Folks, I've been using dillo for a number of months now, and it has become my first choice browser--I switch to mozilla or opera only when I have to java, javascript, http/1.1 authentication, ssl and the like. Of late dillo has started getting into a state where all progress stop in all open windows, and it sits on the CPU---keeping my load average at 1.0 Sometimes it recovers after a while, sometime I get fed up and close all windows at the WM manager level. Stopping all the active windows doesn't cure it, nor does closing them. I haven't tried using the `Exit Dillo' menu item, but I'll do so on the next occurrence. This has been with the CVS version(s) over the last few weeks. Two systems, one running redhat 6.2 (I know, I know...), the other Debian GNU/Linux 3.0r1. So, two questions: -- Has anyone else observed this behavior? -- Can anyone suggest a good way to diagnose the problem so I can submit a decent bug report? As things stand my understanding is horribly vague. N.B. I seems to happen most when I have opened several links in new windows in rapid succession. Thanks, -- -- David McKee -- dmckee@jlab.org -- (757) 269-7492 (Office)

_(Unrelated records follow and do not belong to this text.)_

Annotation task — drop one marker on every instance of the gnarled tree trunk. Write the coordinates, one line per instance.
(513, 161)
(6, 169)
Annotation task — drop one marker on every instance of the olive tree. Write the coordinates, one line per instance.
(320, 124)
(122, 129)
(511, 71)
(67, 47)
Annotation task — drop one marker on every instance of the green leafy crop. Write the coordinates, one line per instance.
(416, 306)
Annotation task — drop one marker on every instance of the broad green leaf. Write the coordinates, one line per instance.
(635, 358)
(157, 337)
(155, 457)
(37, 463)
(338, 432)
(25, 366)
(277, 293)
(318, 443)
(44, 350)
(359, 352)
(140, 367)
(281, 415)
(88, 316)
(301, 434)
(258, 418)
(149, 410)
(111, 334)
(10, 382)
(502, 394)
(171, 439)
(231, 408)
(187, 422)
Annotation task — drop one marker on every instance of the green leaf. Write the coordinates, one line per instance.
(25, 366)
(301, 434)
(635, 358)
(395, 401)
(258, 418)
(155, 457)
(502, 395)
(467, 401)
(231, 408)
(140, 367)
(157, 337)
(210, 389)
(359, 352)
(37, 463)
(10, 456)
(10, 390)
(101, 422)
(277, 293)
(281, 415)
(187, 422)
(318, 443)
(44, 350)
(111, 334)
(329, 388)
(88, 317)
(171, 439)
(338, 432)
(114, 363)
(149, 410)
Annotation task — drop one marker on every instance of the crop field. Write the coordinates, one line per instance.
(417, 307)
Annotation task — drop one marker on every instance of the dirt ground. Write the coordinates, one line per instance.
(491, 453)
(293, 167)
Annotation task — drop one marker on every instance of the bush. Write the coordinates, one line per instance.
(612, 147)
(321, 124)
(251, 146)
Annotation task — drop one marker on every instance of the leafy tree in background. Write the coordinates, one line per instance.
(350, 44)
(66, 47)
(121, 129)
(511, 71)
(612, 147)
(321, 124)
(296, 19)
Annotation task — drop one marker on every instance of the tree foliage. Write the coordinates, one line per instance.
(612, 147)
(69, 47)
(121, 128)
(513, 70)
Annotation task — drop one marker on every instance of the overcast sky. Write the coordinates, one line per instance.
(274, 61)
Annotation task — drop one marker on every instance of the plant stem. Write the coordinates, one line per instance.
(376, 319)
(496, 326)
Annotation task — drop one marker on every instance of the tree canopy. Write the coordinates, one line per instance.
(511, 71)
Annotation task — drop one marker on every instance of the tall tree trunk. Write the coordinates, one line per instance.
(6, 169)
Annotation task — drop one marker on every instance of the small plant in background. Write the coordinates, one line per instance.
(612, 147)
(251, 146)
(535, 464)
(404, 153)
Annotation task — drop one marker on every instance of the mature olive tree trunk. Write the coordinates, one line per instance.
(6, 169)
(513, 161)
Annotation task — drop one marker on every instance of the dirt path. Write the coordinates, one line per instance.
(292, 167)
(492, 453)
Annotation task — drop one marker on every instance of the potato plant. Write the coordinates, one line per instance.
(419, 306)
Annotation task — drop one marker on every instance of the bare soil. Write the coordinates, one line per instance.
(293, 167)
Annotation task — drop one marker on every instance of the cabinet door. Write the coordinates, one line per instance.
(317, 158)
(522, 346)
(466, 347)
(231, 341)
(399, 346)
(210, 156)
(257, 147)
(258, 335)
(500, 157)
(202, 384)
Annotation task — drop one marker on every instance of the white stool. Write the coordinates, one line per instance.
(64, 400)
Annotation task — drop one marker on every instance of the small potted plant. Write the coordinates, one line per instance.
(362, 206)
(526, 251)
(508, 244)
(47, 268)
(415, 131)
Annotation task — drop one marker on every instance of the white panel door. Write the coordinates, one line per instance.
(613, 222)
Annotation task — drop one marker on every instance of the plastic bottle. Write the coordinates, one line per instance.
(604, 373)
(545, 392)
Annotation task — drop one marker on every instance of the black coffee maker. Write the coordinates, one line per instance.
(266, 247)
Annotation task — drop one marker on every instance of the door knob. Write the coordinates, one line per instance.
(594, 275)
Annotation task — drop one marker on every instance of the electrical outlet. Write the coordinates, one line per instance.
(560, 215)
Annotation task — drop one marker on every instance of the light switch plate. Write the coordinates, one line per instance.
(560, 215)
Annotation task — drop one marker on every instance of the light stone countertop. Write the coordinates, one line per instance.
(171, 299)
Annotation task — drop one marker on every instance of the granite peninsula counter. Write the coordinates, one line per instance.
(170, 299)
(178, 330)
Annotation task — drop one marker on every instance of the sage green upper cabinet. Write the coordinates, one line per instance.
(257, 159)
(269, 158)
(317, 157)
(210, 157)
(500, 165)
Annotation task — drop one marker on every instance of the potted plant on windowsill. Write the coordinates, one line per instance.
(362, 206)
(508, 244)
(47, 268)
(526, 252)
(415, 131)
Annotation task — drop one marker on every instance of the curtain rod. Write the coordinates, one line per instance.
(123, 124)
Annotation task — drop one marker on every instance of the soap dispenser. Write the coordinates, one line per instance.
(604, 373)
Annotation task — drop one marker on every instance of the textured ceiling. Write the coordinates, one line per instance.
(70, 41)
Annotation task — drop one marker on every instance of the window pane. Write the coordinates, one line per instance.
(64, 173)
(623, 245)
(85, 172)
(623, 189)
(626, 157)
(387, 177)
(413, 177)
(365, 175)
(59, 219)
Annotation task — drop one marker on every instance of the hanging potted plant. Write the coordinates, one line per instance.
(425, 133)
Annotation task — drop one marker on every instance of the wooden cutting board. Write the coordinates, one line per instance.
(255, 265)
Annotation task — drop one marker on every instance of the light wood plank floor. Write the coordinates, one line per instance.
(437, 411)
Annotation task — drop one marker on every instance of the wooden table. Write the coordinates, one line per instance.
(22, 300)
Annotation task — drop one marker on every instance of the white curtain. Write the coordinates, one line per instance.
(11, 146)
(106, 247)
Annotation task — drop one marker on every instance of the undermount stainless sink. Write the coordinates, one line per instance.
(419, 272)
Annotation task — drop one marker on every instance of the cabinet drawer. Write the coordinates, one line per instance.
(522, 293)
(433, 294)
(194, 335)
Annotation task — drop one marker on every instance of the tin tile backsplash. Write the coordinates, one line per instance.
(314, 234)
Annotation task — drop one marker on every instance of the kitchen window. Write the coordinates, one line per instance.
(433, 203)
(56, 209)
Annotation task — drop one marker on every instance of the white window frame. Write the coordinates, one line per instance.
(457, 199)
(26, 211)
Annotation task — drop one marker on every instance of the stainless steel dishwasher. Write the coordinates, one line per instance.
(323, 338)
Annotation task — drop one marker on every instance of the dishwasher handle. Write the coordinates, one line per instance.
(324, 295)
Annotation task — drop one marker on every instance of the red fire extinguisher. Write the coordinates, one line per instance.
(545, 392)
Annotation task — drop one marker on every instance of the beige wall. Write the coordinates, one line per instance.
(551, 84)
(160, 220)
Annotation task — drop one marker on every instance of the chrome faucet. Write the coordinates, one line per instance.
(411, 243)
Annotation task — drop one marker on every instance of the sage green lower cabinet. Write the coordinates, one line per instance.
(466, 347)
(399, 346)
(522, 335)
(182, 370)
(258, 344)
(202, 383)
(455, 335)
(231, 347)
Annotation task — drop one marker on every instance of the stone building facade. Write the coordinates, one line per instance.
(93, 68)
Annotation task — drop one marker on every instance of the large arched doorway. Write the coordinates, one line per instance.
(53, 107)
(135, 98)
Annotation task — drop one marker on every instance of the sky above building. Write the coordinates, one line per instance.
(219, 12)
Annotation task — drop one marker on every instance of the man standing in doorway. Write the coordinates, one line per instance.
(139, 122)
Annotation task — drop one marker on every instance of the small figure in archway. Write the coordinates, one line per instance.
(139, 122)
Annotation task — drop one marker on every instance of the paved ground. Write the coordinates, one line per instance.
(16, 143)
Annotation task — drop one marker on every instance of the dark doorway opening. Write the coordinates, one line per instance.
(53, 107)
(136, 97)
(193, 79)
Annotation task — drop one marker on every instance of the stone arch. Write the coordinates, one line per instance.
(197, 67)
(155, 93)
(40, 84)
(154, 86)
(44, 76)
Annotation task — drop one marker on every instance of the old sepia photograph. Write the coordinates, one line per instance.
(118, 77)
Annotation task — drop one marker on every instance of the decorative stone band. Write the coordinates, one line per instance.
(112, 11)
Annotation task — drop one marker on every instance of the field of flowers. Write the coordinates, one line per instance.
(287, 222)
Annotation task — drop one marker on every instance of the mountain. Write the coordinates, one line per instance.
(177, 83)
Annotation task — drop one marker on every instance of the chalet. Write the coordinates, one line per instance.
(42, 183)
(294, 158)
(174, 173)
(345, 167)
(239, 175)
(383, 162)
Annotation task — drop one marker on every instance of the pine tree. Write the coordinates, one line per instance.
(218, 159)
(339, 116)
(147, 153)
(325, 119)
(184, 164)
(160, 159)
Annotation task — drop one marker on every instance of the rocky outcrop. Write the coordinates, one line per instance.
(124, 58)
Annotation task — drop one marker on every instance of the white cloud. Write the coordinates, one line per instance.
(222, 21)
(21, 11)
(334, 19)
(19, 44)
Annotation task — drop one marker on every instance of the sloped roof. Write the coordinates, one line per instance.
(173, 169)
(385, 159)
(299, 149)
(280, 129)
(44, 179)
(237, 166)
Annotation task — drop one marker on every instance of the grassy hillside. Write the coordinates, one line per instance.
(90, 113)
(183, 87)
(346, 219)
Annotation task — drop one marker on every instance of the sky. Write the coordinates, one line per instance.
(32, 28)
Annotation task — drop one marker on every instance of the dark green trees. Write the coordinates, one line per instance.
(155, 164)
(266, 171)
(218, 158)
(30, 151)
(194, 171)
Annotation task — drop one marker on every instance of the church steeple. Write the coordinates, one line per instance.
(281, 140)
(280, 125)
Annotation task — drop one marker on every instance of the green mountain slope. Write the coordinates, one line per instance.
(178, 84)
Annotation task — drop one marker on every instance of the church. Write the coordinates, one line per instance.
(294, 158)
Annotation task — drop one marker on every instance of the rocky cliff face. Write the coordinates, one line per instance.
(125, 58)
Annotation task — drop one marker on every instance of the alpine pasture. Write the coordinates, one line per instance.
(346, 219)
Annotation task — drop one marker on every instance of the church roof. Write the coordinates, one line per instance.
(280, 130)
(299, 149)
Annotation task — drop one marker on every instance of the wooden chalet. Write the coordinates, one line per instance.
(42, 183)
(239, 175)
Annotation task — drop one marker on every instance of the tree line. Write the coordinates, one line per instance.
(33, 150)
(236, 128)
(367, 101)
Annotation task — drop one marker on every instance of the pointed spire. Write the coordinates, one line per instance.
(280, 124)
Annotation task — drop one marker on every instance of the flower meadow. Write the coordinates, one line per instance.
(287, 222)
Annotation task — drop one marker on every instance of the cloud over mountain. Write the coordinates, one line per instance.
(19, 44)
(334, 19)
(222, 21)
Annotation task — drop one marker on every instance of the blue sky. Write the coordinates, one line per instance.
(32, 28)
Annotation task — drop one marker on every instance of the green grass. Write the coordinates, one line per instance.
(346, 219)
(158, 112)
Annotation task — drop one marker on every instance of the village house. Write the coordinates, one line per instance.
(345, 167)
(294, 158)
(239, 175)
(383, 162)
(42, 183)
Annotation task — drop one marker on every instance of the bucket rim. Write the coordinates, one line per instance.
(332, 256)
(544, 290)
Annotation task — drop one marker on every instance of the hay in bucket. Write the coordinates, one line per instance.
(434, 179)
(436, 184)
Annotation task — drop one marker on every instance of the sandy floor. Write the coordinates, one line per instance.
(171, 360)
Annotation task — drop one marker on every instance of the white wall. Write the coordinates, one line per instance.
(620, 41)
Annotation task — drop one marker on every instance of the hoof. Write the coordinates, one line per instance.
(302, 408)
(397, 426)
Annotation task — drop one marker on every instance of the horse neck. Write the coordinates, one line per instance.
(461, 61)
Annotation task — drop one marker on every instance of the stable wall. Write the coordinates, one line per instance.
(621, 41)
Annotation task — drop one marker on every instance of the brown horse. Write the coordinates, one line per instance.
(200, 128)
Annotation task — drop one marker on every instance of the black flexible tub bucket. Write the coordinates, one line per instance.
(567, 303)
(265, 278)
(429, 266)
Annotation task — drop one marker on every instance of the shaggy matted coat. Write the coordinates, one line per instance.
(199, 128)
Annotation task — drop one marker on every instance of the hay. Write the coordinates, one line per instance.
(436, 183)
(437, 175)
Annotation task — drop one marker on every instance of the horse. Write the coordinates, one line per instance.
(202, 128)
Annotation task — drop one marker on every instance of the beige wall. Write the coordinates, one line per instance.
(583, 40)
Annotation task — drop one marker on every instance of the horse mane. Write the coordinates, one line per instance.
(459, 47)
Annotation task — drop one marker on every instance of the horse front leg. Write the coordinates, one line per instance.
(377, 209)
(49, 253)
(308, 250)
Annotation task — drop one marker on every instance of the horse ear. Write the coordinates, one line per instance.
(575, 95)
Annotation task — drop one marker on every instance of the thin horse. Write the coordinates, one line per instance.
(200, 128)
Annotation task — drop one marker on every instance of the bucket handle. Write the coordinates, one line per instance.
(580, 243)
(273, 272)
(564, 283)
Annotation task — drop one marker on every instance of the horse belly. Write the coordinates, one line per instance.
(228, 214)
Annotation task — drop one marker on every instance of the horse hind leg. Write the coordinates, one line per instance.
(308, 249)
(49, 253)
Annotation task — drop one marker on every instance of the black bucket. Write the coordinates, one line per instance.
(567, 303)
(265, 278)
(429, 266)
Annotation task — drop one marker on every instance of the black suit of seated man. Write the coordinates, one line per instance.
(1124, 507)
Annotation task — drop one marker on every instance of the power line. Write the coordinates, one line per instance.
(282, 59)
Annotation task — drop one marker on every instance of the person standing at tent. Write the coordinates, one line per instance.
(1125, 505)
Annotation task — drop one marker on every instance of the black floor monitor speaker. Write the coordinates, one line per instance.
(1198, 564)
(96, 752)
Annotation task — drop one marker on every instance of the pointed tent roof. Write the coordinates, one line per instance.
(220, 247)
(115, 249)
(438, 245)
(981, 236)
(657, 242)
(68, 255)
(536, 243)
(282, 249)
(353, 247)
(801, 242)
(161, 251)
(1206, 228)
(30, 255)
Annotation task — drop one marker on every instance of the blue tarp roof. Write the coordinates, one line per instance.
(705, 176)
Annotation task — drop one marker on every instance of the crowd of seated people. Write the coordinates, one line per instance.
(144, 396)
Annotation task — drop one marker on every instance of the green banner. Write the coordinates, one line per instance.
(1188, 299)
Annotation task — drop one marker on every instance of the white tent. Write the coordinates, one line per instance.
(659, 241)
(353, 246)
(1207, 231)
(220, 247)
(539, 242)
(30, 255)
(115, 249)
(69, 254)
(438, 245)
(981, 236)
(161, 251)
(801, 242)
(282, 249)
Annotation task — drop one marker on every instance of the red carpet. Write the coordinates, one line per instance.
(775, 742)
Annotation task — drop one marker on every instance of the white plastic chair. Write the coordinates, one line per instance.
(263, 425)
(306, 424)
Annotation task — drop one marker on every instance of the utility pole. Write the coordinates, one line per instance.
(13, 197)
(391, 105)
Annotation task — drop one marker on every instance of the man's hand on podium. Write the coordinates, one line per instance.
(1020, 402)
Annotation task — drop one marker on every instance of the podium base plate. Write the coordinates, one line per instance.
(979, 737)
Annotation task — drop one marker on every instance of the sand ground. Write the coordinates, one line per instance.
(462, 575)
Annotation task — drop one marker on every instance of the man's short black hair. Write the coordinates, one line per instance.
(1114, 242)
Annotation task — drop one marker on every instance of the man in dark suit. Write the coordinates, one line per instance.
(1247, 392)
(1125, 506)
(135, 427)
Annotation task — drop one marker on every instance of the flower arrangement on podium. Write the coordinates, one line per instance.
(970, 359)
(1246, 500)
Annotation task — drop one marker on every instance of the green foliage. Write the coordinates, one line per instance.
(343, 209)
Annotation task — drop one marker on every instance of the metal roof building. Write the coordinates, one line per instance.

On Thu, 19 Jun 2003, David McKee wrote:
Folks, I've been using dillo for a number of months now, and it has become my first choice browser--I switch to mozilla or opera only when I have to java, javascript, http/1.1 authentication, ssl and the like.
That's the idea!
Of late dillo has started getting into a state where all progress stop in all open windows, and it sits on the CPU---keeping my load average at 1.0
Sometimes it recovers after a while, sometime I get fed up and close all windows at the WM manager level. Stopping all the active windows doesn't cure it, nor does closing them. I haven't tried using the `Exit Dillo' menu item, but I'll do so on the next occurrence.
Closing the Dillo instance "solves" it.
This has been with the CVS version(s) over the last few weeks. Two systems, one running redhat 6.2 (I know, I know...), the other Debian GNU/Linux 3.0r1.
So, two questions:
-- Has anyone else observed this behavior?
Yes, I've noticed, and have been on it a few times, but I still don't know how to reproduce it reliably (I haven't devoted much time to it though).
-- Can anyone suggest a good way to diagnose the problem so I can submit a decent bug report? As things stand my understanding is horribly vague.
Well I think it has to do with a socket connection in an "exceptional" state of some class (every image in a page, and the page itself, open socket connections). Attaching GDB to the hogging Dillo instance inmediatly stops the problem (and "cont" resumes :-), the interesting thing is that you can't break the code into a function inside Dillo. It seems to get trapped in a busy wait between GTK+ and the kernel signals. * Sometimes de-attaching GDB magically solves the problem. !?
N.B. I seems to happen most when I have opened several links in new windows in rapid succession.
Finding a reliable way to reproduce the problem is KEY to solving it. If you can do that it'd be of great help! I'd try to bring the socket connection into exceptional conditions, and refine from there to find the bug. For instance, what happens when the connection is aborted just before the remote server is contacted? Or maybe what if it is aborted after the remote server is contacted but before Dillo gets notified? It sounds more complex than it is. Just try to find a busy server and play hard on it! Start with the sites you were visiting. I'll check the code for exception handling. Any help is highly appreciated. Cheers Jorge.-
On Thu, 19 Jun 2003, David McKee wrote:
[...] Of late dillo has started getting into a state where all progress stop in all open windows, and it sits on the CPU---keeping my load average at 1.0
[...] N.B. I seems to happen most when I have opened several links in new windows in rapid succession.
I just developed a "blind patch" by checking the IO code for exception handling (as suggested in my previous email). After giving the new code a hard time playing with simultaneous connections, it seems to work OK. The real test, of course, is to prove it against a reliable way to reproduce the problem. Can you guys work on finding a way to reproduce the bug please? Cheers Jorge.-
Hi ya! Just forgot to mention that the patch is not in CVS. Please play a while to find the way to reproduce it! Cheers Jorge.- PS: Did I suggest finding a way to... :-)
On Thu, 19 Jun 2003 13:46:02 -0400 (EDT) David McKee <dmckee@jlab.org> wrote:
Of late dillo has started getting into a state where all progress stop in all open windows, and it sits on the CPU---keeping my load average at 1.0
Sometimes it recovers after a while, sometime I get fed up and close all windows at the WM manager level. Stopping all the active windows doesn't cure it, nor does closing them. I haven't tried using the `Exit Dillo' menu item, but I'll do so on the next occurrence.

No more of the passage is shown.